Saturday, May 4, 2013

Love in the Lost City of Petra

It's easy to become intoxicated by atmosphere. In the lost city of Petra, rose-colored sandstone and scintillating skies render a hotbed of love, albeit the most unlikely love. Love flushes and blushes like a young bride in this wonder of world, brought to international attention by Indiana Jones and the Last Crusade. Al Khazneh, the Treasury, stands as centerpiece of this architectural marvel, carved with beauteous colummns and friezes of a pink that seemed to glow. Instead of Harrison Ford flashing his famous whip, tour guides lead gentle donkeys bearing tourists. All the guides belong to the indigenous people, the Nabateans, a people ancient as the Bible itself. They are modern-day bedouins, shepherds who make decent money showing impressionable tourists around the city of their ancestors.

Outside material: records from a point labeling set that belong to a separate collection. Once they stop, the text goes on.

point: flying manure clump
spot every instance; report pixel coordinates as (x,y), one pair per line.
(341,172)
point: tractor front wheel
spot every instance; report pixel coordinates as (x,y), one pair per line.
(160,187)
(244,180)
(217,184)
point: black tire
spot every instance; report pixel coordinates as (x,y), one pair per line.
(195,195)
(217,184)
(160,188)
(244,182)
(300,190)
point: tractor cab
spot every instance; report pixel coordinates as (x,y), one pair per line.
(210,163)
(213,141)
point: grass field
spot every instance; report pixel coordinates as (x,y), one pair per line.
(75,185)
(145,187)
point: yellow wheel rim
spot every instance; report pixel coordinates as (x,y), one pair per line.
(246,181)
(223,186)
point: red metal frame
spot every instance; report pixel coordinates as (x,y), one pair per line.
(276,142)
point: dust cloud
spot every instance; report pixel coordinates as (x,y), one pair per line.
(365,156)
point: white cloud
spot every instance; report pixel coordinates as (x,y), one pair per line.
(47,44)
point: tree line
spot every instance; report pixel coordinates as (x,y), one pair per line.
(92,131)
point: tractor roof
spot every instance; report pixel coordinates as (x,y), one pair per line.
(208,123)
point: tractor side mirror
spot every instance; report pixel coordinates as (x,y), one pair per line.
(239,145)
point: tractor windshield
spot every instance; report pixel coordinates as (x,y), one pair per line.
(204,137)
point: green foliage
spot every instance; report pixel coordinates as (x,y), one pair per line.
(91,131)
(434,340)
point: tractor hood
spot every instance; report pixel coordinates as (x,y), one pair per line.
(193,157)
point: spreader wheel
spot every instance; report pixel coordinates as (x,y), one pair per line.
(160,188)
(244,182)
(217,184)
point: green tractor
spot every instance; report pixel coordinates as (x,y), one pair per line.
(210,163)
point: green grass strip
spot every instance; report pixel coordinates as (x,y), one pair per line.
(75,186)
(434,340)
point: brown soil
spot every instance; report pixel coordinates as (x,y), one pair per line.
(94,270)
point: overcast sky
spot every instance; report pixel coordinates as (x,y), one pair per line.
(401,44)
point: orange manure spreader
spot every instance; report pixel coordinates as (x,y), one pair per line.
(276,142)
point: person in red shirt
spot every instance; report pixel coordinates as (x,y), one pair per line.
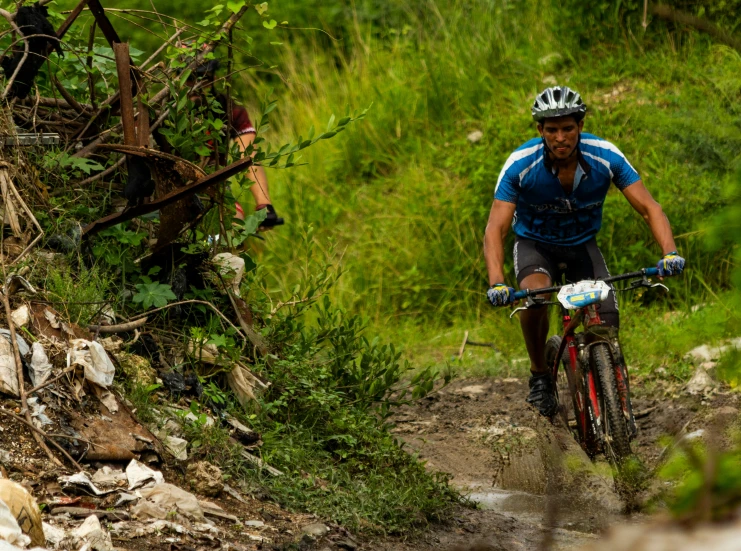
(242,134)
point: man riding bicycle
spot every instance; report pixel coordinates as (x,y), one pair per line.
(551,191)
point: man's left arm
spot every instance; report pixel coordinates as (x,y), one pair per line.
(641,200)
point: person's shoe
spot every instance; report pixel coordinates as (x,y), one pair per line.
(271,218)
(542,395)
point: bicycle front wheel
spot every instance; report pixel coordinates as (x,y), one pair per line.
(615,425)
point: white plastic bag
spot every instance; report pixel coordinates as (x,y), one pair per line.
(40,366)
(24,510)
(92,356)
(9,529)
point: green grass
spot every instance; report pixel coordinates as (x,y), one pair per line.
(405,196)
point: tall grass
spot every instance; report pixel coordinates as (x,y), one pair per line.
(406,196)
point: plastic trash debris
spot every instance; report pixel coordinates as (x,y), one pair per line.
(51,317)
(21,316)
(23,507)
(80,481)
(212,510)
(125,498)
(54,534)
(40,369)
(139,474)
(107,476)
(92,356)
(231,268)
(37,413)
(91,532)
(9,529)
(205,478)
(8,373)
(163,499)
(23,347)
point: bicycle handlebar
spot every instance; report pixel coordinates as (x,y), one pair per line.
(524,293)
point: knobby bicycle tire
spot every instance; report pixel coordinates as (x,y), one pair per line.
(551,349)
(617,441)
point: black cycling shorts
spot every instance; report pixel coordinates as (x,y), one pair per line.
(577,262)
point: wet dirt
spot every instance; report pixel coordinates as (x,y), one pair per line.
(526,474)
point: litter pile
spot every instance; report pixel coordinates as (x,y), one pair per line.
(70,441)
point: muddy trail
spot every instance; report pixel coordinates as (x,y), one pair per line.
(525,474)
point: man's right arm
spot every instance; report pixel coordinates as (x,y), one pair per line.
(500,219)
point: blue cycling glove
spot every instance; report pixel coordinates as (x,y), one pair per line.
(671,264)
(500,295)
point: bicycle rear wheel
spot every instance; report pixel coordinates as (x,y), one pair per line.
(565,383)
(615,425)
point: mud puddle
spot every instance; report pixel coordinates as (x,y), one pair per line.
(530,508)
(523,473)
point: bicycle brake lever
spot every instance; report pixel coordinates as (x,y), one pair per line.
(520,308)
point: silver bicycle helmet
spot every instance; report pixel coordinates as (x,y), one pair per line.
(558,101)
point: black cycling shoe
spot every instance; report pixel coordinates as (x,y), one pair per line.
(542,395)
(271,219)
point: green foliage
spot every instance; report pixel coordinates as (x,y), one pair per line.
(698,491)
(153,294)
(77,296)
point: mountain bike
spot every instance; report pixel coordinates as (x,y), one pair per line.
(594,372)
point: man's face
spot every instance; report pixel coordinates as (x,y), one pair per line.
(561,135)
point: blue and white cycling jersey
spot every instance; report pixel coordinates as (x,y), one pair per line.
(545,212)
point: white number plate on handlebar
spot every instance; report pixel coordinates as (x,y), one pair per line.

That's not all. Nabateans also have a particular way of wooing. They show eligible female visitors that this is where they grew up, where their grandfathers tended goats and where their mothers churned milk. They show the lofty monastery atop the mountain where they climbed as children, and iridescent walls where they hid from their parents. Then they show the women their tents, where they proceed to do the thing that men and women do. Afterwards, these modern and curious ladies (often American) decide to stay. No joke. They marry into the Nabatean tribe, and live their lives in shepherding villages. Apparently, it happens all the time.

Thank God I was with my brother. The Nabatean guide atop our donkey was young and as dusty as they come, save for the designer Tommy Hilfiger jeans he sported. My fiancee, he said, is an opera singer in Chicago, showing a photo of striking brunette on his smartphone. She already got me a ticket for the States, and then we will be back here to get married. We will live here, among my brothers and uncles. Any chance they will live in America? No, he shakes his head, most of the women who visit here stay here. They are happier.

Was it love? Or infatuation? Or the call of a simpler life? First-world luxury and conveniences somehow paled in comparison to the rough and tumble, sweat and grime of the Nabatean life. What was it that fulfilled these women to the point of giving up modern livestyles?

I never knew because I never went inside those tents. The sun began to set, casting a red light over the city and the stones seemed warm, alive. Then the wind blew and the sand swirled in glistening ruby-red speckles, the beginnings of a mirage. And I gazed through that thing of beauty, wondering if I was dreaming.